BVerwG - VG Magdeburg
14.6.2011
8 B 74.10

Dürftigkeit; Dürftigkeitseinrede; Erbe; Erbanteil; Erbauseinandersetzung; Haftung; Herausgabe; Kommanditgesellschaft; Kommanditist; Komplementär; Nachlass; Rechtsschutzbedürfnis; Rechtsschutzinteresse; Verwertung; Vorbehalt; Zwangsvollstreckung.

1. Der Überzeugungsgrundsatz nach § 108 Abs. 1 VwGO ist verletzt, wenn das Gericht entscheidungserhebliche Umstände ohne jede Grundlage im Prozessstoff ungeprüft behauptet.

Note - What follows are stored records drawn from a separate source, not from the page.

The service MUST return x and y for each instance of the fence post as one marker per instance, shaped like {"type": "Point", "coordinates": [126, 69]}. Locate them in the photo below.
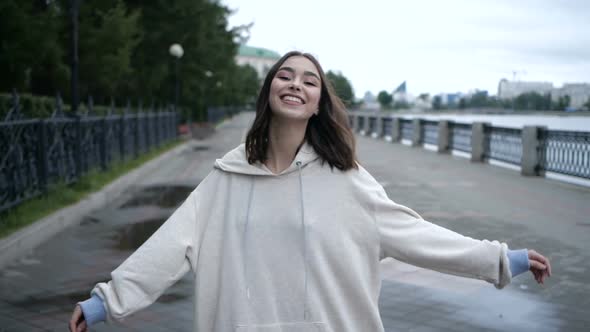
{"type": "Point", "coordinates": [531, 154]}
{"type": "Point", "coordinates": [444, 136]}
{"type": "Point", "coordinates": [122, 135]}
{"type": "Point", "coordinates": [367, 125]}
{"type": "Point", "coordinates": [355, 123]}
{"type": "Point", "coordinates": [379, 126]}
{"type": "Point", "coordinates": [396, 130]}
{"type": "Point", "coordinates": [478, 141]}
{"type": "Point", "coordinates": [78, 147]}
{"type": "Point", "coordinates": [417, 132]}
{"type": "Point", "coordinates": [43, 163]}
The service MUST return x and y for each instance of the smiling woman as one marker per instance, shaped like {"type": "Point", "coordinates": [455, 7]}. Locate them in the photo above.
{"type": "Point", "coordinates": [286, 232]}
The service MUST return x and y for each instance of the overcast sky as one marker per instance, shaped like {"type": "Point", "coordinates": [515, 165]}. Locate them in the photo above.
{"type": "Point", "coordinates": [436, 46]}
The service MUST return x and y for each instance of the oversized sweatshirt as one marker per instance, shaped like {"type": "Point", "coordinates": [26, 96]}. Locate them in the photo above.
{"type": "Point", "coordinates": [295, 251]}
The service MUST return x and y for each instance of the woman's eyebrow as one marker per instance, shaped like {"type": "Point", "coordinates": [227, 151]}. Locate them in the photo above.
{"type": "Point", "coordinates": [306, 73]}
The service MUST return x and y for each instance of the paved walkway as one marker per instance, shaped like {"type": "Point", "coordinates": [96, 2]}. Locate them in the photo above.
{"type": "Point", "coordinates": [37, 292]}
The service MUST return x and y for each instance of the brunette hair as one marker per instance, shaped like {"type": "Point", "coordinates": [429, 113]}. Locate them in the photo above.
{"type": "Point", "coordinates": [328, 132]}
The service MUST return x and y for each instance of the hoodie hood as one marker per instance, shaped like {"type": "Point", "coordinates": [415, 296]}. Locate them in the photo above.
{"type": "Point", "coordinates": [236, 161]}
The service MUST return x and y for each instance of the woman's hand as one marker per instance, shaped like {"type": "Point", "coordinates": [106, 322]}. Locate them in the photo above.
{"type": "Point", "coordinates": [539, 266]}
{"type": "Point", "coordinates": [77, 322]}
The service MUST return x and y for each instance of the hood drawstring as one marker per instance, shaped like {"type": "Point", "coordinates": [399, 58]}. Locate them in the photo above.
{"type": "Point", "coordinates": [304, 236]}
{"type": "Point", "coordinates": [245, 240]}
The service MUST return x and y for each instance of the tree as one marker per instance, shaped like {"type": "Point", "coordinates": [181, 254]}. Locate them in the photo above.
{"type": "Point", "coordinates": [31, 58]}
{"type": "Point", "coordinates": [108, 38]}
{"type": "Point", "coordinates": [437, 103]}
{"type": "Point", "coordinates": [342, 87]}
{"type": "Point", "coordinates": [384, 98]}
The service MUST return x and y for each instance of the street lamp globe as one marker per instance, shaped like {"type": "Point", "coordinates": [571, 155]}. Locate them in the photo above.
{"type": "Point", "coordinates": [176, 50]}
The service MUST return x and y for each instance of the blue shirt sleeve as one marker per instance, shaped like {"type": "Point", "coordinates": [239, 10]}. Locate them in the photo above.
{"type": "Point", "coordinates": [93, 310]}
{"type": "Point", "coordinates": [519, 261]}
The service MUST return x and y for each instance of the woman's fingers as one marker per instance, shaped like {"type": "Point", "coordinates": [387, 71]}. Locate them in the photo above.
{"type": "Point", "coordinates": [82, 327]}
{"type": "Point", "coordinates": [535, 256]}
{"type": "Point", "coordinates": [75, 320]}
{"type": "Point", "coordinates": [539, 265]}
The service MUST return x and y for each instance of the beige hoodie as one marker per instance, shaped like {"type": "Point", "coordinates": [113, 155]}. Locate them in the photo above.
{"type": "Point", "coordinates": [297, 251]}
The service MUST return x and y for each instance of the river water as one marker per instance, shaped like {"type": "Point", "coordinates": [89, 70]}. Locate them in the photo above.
{"type": "Point", "coordinates": [554, 122]}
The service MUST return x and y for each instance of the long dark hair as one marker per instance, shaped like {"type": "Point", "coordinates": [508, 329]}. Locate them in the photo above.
{"type": "Point", "coordinates": [328, 132]}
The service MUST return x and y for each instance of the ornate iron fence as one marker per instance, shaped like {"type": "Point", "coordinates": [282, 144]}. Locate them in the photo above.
{"type": "Point", "coordinates": [460, 137]}
{"type": "Point", "coordinates": [387, 124]}
{"type": "Point", "coordinates": [361, 124]}
{"type": "Point", "coordinates": [430, 132]}
{"type": "Point", "coordinates": [503, 144]}
{"type": "Point", "coordinates": [565, 152]}
{"type": "Point", "coordinates": [35, 153]}
{"type": "Point", "coordinates": [407, 129]}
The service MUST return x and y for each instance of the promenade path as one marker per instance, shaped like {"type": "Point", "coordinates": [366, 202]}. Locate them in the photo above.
{"type": "Point", "coordinates": [37, 292]}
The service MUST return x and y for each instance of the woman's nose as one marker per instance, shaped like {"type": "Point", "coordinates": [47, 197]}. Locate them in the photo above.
{"type": "Point", "coordinates": [295, 86]}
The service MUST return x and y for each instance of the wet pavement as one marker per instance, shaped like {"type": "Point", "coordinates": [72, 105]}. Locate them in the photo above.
{"type": "Point", "coordinates": [37, 292]}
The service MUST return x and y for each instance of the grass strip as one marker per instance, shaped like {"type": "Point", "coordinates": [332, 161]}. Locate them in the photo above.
{"type": "Point", "coordinates": [61, 195]}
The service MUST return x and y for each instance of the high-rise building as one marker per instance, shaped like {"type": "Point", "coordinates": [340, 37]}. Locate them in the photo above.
{"type": "Point", "coordinates": [512, 89]}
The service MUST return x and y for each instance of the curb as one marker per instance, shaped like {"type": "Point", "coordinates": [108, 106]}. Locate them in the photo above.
{"type": "Point", "coordinates": [23, 241]}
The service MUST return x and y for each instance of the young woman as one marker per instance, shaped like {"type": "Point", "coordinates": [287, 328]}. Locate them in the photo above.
{"type": "Point", "coordinates": [287, 231]}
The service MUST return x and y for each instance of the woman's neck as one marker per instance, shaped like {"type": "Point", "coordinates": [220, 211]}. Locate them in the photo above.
{"type": "Point", "coordinates": [285, 138]}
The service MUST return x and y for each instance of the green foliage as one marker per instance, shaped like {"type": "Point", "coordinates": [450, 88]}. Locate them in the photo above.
{"type": "Point", "coordinates": [62, 195]}
{"type": "Point", "coordinates": [437, 103]}
{"type": "Point", "coordinates": [384, 98]}
{"type": "Point", "coordinates": [31, 58]}
{"type": "Point", "coordinates": [342, 87]}
{"type": "Point", "coordinates": [115, 33]}
{"type": "Point", "coordinates": [123, 51]}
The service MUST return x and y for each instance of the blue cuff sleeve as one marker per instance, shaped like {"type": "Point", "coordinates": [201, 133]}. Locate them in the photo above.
{"type": "Point", "coordinates": [519, 261]}
{"type": "Point", "coordinates": [93, 310]}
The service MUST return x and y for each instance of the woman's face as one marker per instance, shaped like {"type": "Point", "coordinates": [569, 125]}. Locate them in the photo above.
{"type": "Point", "coordinates": [296, 89]}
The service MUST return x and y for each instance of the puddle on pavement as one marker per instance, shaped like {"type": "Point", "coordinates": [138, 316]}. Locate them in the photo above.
{"type": "Point", "coordinates": [172, 297]}
{"type": "Point", "coordinates": [132, 236]}
{"type": "Point", "coordinates": [51, 302]}
{"type": "Point", "coordinates": [165, 196]}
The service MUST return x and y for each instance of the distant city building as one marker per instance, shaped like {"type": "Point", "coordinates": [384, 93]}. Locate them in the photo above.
{"type": "Point", "coordinates": [450, 99]}
{"type": "Point", "coordinates": [260, 59]}
{"type": "Point", "coordinates": [400, 94]}
{"type": "Point", "coordinates": [370, 102]}
{"type": "Point", "coordinates": [579, 93]}
{"type": "Point", "coordinates": [512, 89]}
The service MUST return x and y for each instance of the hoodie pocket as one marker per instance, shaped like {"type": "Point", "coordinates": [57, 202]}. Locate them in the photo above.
{"type": "Point", "coordinates": [284, 327]}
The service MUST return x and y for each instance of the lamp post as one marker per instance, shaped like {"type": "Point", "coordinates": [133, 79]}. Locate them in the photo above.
{"type": "Point", "coordinates": [177, 52]}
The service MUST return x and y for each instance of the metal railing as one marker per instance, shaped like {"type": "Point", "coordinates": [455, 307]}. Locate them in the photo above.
{"type": "Point", "coordinates": [460, 139]}
{"type": "Point", "coordinates": [430, 132]}
{"type": "Point", "coordinates": [503, 144]}
{"type": "Point", "coordinates": [35, 153]}
{"type": "Point", "coordinates": [361, 124]}
{"type": "Point", "coordinates": [387, 124]}
{"type": "Point", "coordinates": [407, 128]}
{"type": "Point", "coordinates": [565, 152]}
{"type": "Point", "coordinates": [372, 125]}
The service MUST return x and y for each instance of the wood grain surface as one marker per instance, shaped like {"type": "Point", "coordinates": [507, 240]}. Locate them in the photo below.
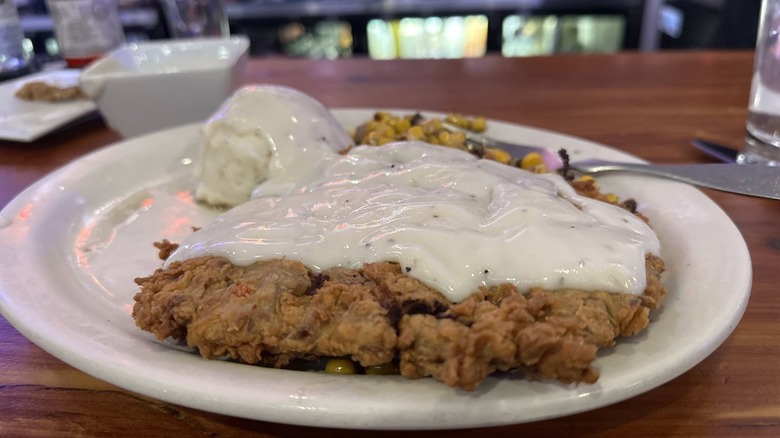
{"type": "Point", "coordinates": [648, 104]}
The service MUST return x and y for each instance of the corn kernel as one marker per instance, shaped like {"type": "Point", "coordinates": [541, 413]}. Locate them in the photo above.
{"type": "Point", "coordinates": [384, 369]}
{"type": "Point", "coordinates": [530, 160]}
{"type": "Point", "coordinates": [498, 155]}
{"type": "Point", "coordinates": [415, 133]}
{"type": "Point", "coordinates": [401, 125]}
{"type": "Point", "coordinates": [611, 198]}
{"type": "Point", "coordinates": [340, 366]}
{"type": "Point", "coordinates": [478, 124]}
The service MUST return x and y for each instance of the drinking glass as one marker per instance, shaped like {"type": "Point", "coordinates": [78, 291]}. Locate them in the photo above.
{"type": "Point", "coordinates": [762, 138]}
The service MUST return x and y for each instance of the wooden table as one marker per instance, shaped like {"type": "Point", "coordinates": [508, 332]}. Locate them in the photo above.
{"type": "Point", "coordinates": [650, 105]}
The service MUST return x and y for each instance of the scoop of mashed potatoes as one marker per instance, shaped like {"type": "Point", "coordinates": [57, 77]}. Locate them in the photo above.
{"type": "Point", "coordinates": [264, 132]}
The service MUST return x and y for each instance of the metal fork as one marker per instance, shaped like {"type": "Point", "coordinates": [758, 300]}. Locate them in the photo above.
{"type": "Point", "coordinates": [751, 180]}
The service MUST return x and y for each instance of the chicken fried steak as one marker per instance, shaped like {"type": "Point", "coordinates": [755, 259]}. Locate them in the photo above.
{"type": "Point", "coordinates": [276, 311]}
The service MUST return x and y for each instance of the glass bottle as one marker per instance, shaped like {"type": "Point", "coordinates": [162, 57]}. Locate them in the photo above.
{"type": "Point", "coordinates": [11, 37]}
{"type": "Point", "coordinates": [85, 29]}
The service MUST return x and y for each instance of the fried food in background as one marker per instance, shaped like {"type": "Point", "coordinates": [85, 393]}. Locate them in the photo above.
{"type": "Point", "coordinates": [43, 91]}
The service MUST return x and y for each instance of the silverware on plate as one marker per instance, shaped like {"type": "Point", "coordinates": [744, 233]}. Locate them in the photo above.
{"type": "Point", "coordinates": [760, 181]}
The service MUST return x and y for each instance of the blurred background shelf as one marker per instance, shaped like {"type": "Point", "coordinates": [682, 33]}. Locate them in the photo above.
{"type": "Point", "coordinates": [384, 29]}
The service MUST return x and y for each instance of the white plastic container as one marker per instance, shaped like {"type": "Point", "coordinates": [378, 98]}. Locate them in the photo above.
{"type": "Point", "coordinates": [144, 87]}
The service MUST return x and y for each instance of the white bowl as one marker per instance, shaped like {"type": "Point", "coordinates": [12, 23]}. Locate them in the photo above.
{"type": "Point", "coordinates": [147, 86]}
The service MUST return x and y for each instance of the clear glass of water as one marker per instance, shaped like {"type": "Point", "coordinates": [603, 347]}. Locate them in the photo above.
{"type": "Point", "coordinates": [762, 138]}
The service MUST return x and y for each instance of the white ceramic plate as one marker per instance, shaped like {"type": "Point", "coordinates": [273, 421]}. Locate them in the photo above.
{"type": "Point", "coordinates": [74, 241]}
{"type": "Point", "coordinates": [26, 121]}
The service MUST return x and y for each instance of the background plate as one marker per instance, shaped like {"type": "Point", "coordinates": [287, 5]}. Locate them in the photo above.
{"type": "Point", "coordinates": [74, 241]}
{"type": "Point", "coordinates": [25, 121]}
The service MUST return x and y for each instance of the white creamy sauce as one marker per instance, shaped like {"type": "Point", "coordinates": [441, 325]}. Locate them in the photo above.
{"type": "Point", "coordinates": [449, 219]}
{"type": "Point", "coordinates": [264, 133]}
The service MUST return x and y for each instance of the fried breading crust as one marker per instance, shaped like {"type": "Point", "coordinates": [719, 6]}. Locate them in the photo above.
{"type": "Point", "coordinates": [275, 311]}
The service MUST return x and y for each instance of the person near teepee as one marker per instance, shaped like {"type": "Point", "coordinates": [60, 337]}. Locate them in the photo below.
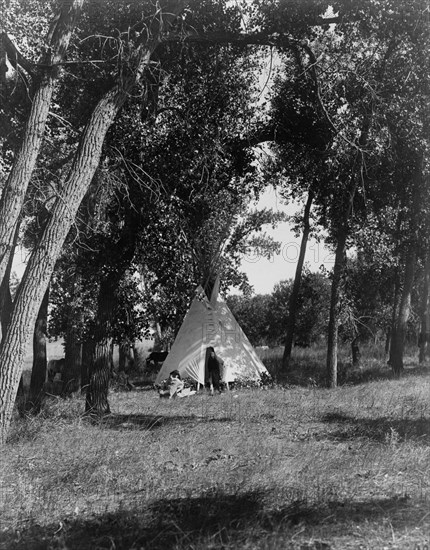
{"type": "Point", "coordinates": [215, 366]}
{"type": "Point", "coordinates": [173, 386]}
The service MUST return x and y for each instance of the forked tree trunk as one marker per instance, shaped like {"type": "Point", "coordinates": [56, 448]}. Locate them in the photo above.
{"type": "Point", "coordinates": [424, 336]}
{"type": "Point", "coordinates": [333, 325]}
{"type": "Point", "coordinates": [398, 333]}
{"type": "Point", "coordinates": [39, 370]}
{"type": "Point", "coordinates": [292, 303]}
{"type": "Point", "coordinates": [25, 160]}
{"type": "Point", "coordinates": [42, 261]}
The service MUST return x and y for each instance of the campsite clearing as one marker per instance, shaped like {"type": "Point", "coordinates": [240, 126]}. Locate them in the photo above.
{"type": "Point", "coordinates": [276, 468]}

2. Sind Ausgleichszahlungsansprüche des Verfügungsberechtigten gegen eine nach § 6 Abs. 1a VermG vermögensrechtlich berechtigte Kommanditgesellschaft i.L. oder deren Komplementär bestandskräftig festgestellt oder durch Vergleich begründet worden, ist ein Rechtsschutzinteresse für Klagen wegen daraus abgeleiteter Zahlungsansprüche gegen die Erben des Komplementärs nicht schon zu verneinen, weil einzelne Miterben die Herausgabe des Nachlasses zur freihändigen Verwertung anbieten.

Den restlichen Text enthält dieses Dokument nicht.